LONDON — Credit Suisse said on Wednesday that it would raise $4 billion in new capital through a share sale and retain full ownership of its Swiss universal bank as the company continues restructuring.
Analysts had expected the additional capital raising after the lender seemed to sour on plans for a partial initial public offering of its Swiss unit in recent months. A special meeting to approve the latest capital increase is set for May 18.
After joining the bank in 2015, Tidjane Thiam, the Credit Suisse chief executive, announced plans to raise $6.3 billion in new capital and reduce its costs by billions of dollars by the end of 2018. The company said at the time that it might need to raise as much as 11 billion Swiss francs, or about $11.1 billion, to complete its restructuring.
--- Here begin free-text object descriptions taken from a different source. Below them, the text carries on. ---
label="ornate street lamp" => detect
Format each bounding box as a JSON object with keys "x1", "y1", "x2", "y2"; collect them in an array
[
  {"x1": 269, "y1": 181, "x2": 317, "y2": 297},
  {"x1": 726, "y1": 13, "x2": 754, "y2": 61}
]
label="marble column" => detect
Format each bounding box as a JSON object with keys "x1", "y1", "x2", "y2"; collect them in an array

Mr. Thiam is shifting the lender’s business model away from riskier, capital-intensive trading and banking. The bank, which has large operations in New York and London, has shrunk its investment bank and is placing greater emphasis on its wealth-management business, particularly in Asia and other emerging markets.
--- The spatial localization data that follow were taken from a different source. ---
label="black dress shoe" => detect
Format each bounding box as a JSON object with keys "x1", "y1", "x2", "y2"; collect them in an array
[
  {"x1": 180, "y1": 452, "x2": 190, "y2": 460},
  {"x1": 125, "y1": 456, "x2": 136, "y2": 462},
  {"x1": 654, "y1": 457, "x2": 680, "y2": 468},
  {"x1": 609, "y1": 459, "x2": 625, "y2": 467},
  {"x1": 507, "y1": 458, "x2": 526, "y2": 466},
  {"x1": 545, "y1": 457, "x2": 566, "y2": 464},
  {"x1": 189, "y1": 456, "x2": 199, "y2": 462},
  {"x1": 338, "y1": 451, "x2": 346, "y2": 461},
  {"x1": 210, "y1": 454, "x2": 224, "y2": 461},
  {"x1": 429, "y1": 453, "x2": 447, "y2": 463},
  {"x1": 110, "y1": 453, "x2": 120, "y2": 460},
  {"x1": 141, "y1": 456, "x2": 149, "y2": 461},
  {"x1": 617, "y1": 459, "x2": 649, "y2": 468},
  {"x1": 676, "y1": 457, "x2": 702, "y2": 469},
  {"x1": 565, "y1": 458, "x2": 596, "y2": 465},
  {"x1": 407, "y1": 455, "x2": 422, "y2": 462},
In February, the bank announced it would cut more than 5,500 jobs by the end of this year to further reduce costs and improve its prospects.
“This capital raise will allow us to continue to invest in growth at highly attractive returns; to strengthen balance sheet resilience for our clients and other stakeholders; and to afford the costs associated with our ongoing restructuring plans,” Mr. Thiam said in a news release on Wednesday.
The fund-raising comes as the bank faces pressure from investors over pay. The company suffered its second consecutive annual loss in 2016, but its bonus pool rose 6 percent.
The lender also agreed in December to pay $5.3 billion to settle an investigation by the United States authorities into the packaging and sale of mortgages before the 2008 global financial crisis.
In hopes of stemming shareholder discontent, Credit Suisse said this month that Mr. Thiam and its top executives would voluntarily reduce their bonuses 40 percent and that the company’s directors would not increase their compensation this year. Compensation is expected to be a sore spot for some investors at the company’s annual meeting on Friday.
In the first quarter, the bank showed progress in its turnaround after it returned to a profit, driven by a strong performance in its wealth-management business and an upswing in fixed income trading in its global markets business. The improvement in trading of bonds and other fixed-income trading continued a trend seen in the first quarter among many of its American banking rivals.
Credit Suisse reported a profit of 596 million francs in the first quarter, compared with a loss of 302 million francs in the same period a year earlier.
Revenue rose 19 percent to 5.5 billion francs in the quarter.
The bank also said on Wednesday that it anticipated closing its strategic resolution unit — a collection of businesses and assets that it considers noncore going forward — by the end of next year.